In an international joint project, scientists are now testing prosthetic pumping systems, in which coatings increase the longevity of heart valves. At the same time, they are able to monitor the heart valve. The project "HeartSen" is led by the INM – Leibniz Institute for New Materials.
The prosthetic heart valves are tested in a pumping system outside the human body. In these systems, human blood or blood substitutes are running around in circles. The two overlapping coatings on the heart valves fulfill various purposes: "At first, we apply a magnetic layer", says Cenk Aktas, the head of the program division "CVD/Biosurfaces" at INM – Leibniz Institute for New Materials. "A sensor which is outside the heart valve transmits the signals of this magnetic layer. Depending on how well the blood flows through, we receive different signals, which give us information about the valves function", continues the project leader. The second layer works as protective layer to prevent the deposition of blood components. "By combining these two layers, we can precisely design the protective layer to optimize longevity of the heart valve ", says the materials scientist Aktas.

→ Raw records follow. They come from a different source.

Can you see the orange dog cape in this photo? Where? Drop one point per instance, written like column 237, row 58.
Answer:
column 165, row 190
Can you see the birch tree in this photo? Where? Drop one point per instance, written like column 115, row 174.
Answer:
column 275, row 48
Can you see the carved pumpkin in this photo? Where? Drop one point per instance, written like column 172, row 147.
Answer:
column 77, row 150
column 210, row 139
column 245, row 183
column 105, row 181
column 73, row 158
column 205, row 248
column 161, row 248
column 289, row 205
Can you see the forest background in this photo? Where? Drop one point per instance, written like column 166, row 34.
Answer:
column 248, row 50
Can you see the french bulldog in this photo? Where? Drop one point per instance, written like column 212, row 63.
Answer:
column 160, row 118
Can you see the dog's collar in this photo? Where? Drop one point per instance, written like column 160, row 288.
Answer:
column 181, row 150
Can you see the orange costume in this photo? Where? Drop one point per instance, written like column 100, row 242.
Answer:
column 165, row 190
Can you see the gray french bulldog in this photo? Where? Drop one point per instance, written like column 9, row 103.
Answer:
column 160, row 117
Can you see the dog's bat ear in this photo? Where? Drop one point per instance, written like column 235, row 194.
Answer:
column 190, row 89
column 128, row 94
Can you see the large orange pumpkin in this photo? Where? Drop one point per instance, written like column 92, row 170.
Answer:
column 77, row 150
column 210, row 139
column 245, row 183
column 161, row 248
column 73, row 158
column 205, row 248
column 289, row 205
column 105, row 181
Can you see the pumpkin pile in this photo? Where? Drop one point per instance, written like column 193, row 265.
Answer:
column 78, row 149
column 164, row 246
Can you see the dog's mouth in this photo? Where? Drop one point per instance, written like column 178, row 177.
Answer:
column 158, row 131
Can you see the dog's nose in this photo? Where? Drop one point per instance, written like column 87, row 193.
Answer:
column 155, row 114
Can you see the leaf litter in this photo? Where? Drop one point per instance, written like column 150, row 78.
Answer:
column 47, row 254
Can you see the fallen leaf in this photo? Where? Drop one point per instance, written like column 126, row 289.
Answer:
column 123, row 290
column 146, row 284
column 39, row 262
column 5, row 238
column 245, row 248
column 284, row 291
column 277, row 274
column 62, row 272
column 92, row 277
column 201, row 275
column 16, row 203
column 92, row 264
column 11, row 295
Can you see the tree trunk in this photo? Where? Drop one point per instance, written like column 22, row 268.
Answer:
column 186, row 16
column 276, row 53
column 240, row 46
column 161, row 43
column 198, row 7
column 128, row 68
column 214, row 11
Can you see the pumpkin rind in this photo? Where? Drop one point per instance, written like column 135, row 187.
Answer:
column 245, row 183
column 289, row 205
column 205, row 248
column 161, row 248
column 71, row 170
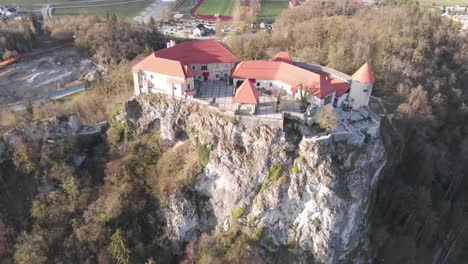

The prosthetic valves consist of titan. Both layers are applied one after another. Similar to hot water vapor on the pot lid, the materials precipitate on the titan valve in a very thin, uniform layer. The protective layer consists of adamantine carbon. With a thickness of 100 to 150 nm (millionths of a millimeter), the artificial system is comparable to prosthetic heart valves.
In the joint project "HeartSean", scientists from four institutions are working together: INM – Leibniz Institute for New Materials, Saarbrücken/Germany, the Pediatric Cardiology of Saarland University Hospital, Homburg/Germany, and Indian Institute of Technology Madras as well as Kocaeli University, Turkey. The project started in July 2011 under the leadership of INM. "HeartSen" is part of the project "New Indigo", a cooperation between Europe and India. This cooperation stems from the Seventh Framework Programme FP7, which bundles all research-related EU initiatives together under a common roof, the initiatives playing a central role in reaching the goals of growth, competitiveness, and employment.